The resistance continues.

A college in Massachusetts is standing up to President Donald Trump by offering a scholarship to students that come from one of the seven predominately Muslim countries recently placed on an immigration ban list.

Wheaton College’s “refugee scholarship” will prioritize students seeking immediate entrance to the U.S., in the hope that Trump’s ban will be lifted soon. The normal $60 application fee will also be waived for those students.

“The Wheaton Refugee Scholarship will cover all costs of attendance and will be awarded to a refugee student from a war-torn nation,” the school announced in a statement on Tuesday. “Selection preference will be for a qualified student from one of the seven nations outlined in the president’s recent executive order on immigration: Iran, Iraq, Libya, Somalia, Sudan, Syria, and Yemen.”  

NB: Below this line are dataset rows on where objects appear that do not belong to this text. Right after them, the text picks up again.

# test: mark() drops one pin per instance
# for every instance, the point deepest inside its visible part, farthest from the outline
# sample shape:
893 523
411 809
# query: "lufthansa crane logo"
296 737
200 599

Trump’s ban on refugees led to protests at airports across the nation. Even within the State Department, 900 employees formally denounced the president’s actions. 

Massachusetts Gov. Charlie Baker (R) also condemned Trump’s order.

“Governor Baker opposes applying religious tests to the refugee system and believes that focusing on countries’ predominant religions will not make the U.S. any safer, as terrorists have demonstrated a determination to strike from all corners of the world,” a spokesperson told The Boston Globe.

Along with a temporary ban on visitors from the seven countries, Trump’s executive order includes an indefinite ban on Syrians seeking shelter in the U.S. 

Boston Mayor Marty Walsh (D) and his staff are already trying to figure out how to use City Hall as an “emergency shelter” for undocumented immigrants.

“There are people around the world who have nothing to do with ISIS, and [Trump is] trying to make them all the same,” Walsh told the Boston Globe.

For its part, Wheaton says people from the affected countries “have faced extraordinary hardships and we believe it is our responsibility as global educators to make this commitment at this time.”